Elles sont là face à vous, massives et évidentes, à la fois ombre et lumière, axe et façade ; et le dessin de leurs crêtes qui flirtent avec l’apesanteur des nuages est la clarté même, une sur-clarté pourrait-on dire. Et pourtant la forme d’une montagne, et plus encore son volume, avec ses engrenages, ses plis et replis, se laissent difficilement appréhender. Le minéral d’une manière plus générale ne guide pas le trait du dessinateur : sur une falaise, un rocher, ou même la moindre des pierres il y a mille trajets possibles entre lesquels la main qui dessine aura du mal à choisir. Quand on dessine le vivant, les arbres ou les animaux, on dessine un processus en cours, la feuille veut tomber, le tronc tient en terre, le nuage lui-même a un but qu’il remplit impassiblement.
jeudi 12 octobre 2017
Sud
On marche
vers le Sud avec une idée en tête, aussi molle, blanche et tenace qu’un
printemps ; se caller contre des hanches solides, sous la voûte romane du ciel,
et laisser que le plaisir prenne enfin racine. La plaine s’est élargie. Un
fleuve y coule, à la verticale du midi, après s’être défait de la laisse qui le
retenait encore à l’ombre épaisse et âpre des montagnes. Nous atteignons déjà
les prémices d’un évasement de mer, d’îles, d’Afrique, de Portugal, de rochers
et d’écueils placés sous le signe de l’étoile du Sud, cette mère très lointaine
qui scande une même égalité dans l’ardeur.
L’idée du
Sud que nous avions encore en route, l’idée de son lieu sûr et précis je veux
dire, se noircit et éparpille à l’endroit d’une vaste périphérie
méditerranéenne -Italie, Espagne, Nîmes- à l’adret du monde. On y est ?
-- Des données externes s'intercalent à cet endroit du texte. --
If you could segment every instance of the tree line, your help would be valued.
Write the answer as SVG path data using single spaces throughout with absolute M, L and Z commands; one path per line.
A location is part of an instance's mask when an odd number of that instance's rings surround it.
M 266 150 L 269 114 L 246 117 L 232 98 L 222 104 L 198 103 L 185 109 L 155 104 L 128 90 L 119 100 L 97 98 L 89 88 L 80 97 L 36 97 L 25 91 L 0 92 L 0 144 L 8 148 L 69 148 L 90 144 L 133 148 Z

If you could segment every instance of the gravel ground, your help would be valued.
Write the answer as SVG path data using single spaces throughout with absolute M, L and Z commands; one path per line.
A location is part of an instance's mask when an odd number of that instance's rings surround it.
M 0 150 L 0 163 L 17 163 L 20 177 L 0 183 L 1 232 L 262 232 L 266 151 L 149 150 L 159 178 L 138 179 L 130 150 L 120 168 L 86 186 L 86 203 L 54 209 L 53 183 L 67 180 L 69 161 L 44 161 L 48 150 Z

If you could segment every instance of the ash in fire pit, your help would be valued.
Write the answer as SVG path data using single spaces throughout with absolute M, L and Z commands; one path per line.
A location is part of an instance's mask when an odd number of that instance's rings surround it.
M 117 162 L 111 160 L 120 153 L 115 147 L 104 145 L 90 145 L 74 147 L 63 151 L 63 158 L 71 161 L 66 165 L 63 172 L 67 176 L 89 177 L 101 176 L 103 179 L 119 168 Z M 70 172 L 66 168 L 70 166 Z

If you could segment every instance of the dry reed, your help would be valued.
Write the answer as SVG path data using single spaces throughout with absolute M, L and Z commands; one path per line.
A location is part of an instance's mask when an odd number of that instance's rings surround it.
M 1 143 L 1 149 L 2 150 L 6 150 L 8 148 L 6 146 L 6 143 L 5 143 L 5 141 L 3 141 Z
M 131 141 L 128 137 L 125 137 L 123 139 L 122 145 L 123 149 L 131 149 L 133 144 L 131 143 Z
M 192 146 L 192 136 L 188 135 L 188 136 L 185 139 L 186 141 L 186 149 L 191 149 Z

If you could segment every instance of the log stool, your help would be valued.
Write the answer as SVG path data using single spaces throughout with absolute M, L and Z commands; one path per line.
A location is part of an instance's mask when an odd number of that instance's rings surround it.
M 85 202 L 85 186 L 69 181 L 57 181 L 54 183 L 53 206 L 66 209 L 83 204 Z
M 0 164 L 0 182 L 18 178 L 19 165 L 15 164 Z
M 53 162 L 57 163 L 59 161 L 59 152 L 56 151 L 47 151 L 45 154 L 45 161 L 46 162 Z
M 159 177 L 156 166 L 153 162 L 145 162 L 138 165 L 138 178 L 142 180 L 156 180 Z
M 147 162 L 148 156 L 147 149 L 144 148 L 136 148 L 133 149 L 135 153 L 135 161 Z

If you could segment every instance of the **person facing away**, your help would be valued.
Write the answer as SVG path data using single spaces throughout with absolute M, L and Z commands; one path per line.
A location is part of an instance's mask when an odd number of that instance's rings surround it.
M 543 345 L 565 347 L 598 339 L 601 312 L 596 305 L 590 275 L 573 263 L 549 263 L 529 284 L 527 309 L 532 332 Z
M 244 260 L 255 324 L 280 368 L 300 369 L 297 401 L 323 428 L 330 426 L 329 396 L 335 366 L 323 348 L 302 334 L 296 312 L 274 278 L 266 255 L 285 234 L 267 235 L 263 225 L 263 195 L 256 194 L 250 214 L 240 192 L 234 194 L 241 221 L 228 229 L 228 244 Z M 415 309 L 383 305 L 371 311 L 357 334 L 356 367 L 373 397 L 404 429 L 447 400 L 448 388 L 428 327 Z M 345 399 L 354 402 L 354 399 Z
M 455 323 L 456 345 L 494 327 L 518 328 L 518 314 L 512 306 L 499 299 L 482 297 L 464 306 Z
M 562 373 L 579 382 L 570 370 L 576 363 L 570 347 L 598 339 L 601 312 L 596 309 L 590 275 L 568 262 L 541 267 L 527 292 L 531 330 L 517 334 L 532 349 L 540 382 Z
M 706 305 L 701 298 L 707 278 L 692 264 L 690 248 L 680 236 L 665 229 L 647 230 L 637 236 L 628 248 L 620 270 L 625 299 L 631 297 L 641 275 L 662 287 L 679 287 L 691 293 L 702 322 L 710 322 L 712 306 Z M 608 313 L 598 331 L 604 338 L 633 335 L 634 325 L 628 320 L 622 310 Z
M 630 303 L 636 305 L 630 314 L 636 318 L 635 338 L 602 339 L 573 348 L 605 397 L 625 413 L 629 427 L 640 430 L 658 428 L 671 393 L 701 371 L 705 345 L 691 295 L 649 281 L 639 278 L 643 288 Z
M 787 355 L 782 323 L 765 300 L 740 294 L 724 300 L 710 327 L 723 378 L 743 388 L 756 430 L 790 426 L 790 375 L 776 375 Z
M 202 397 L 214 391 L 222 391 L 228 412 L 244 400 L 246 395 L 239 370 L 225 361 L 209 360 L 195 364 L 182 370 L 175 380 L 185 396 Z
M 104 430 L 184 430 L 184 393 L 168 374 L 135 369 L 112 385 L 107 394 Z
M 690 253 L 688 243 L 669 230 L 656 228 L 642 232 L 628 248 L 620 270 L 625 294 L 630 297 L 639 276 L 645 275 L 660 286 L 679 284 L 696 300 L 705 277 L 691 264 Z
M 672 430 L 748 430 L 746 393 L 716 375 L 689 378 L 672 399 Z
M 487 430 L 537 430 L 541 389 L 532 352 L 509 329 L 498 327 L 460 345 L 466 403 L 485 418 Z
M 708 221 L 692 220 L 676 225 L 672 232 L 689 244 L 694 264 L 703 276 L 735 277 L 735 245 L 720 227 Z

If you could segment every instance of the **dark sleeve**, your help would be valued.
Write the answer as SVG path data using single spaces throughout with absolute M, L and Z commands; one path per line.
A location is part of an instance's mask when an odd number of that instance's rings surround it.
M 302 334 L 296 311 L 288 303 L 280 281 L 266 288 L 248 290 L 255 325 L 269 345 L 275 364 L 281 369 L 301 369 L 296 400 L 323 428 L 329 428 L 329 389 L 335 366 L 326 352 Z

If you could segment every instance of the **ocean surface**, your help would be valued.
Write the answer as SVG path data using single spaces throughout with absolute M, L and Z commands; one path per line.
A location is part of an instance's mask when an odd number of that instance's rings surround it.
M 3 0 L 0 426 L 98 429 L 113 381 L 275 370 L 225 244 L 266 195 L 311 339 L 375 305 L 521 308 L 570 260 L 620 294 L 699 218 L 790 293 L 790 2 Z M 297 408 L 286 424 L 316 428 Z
pas encore, car le centre fuit vers une nouvelle profondeur tisonnée par le
soleil. Il mérite que l’on hisse de nouvelles voiles, convoque des cartes
antiques et déterre des mots anciens.
Débute
dans la sueur noire et l’enracinement du chêne le partage scintillant de ce
centre à la fois très proche et très lointain.
Entretemps
l’espace s’est ouvert à des déserts qui lancent les filets de braise de leurs
vents, à des gouffres subtropicaux où flottent des continent entiers- tant le
sud est incommensurable, de hanches et de sexe ; tant il est à évasé en
ses prémices puis cerclé d’océans tenus par le même gouvernail des courants et
des vents. Ronde immensité du territoire de l’étoile sur lequel débouche notre
marche, et notre idée du Sud, surprises par plus grand qu’elles.
Des
montagnes moutonnent encore dans le Nord qui s’affaisse, mais leurs mornes
ruades ont pris fin ; leurs flancs ne seront plus crevés par des aiguilles
de pierre ni les cendres amères du Septentrion ne teinteront ses falaises d’un
gris saturnien ; elles auront plutôt des scintillements de corail, des
douceurs de pierres ponce. Jusque dans la nuit des troupeaux de brebis
brouteront à leurs franges humides laissant derrière elles de longues trainées
de crottes odorantes.
Alors, en
allant vers les plages on sentira
peut-être revenir à nous les terres les plus éloignées, les plus
fuyantes sur les latitudes, qui en vagues, en mots irisés d’iode et de sang
battront à nos portes, sous la même voûte étoilée.
Vase du sud,
clos sur une touffeur de langues, de mots comestibles et de cris couverts par
l’ample chapeau de paille du grand Pan, tu reposes dans le vaste, le huileux va
et vient du proche et du lointain, de la cigale et du scorpion, traduits
incessamment l’un dans l’autre à la vitesse d’une voile.
On marche
vers le sud, ou mieux on s’assoit sur une borne milliaire, s’accommode de la
vieille ferronnerie d’un banc d’ombre et de murmure, du sable caillé et non
encore labouré d’une plage de Camargue, et sous la grande voute romane du ciel
on attend, les pieds en éventail, que les mots eux-mêmes, ses pierres parfois
si dures, se traduisent en couleurs...
vert de canne, jaune de paille, mauve de vin.
Puis une
lumière
...
Puis le
bruit d’un même gouvernail fendant sans retour les eaux planes de la mer.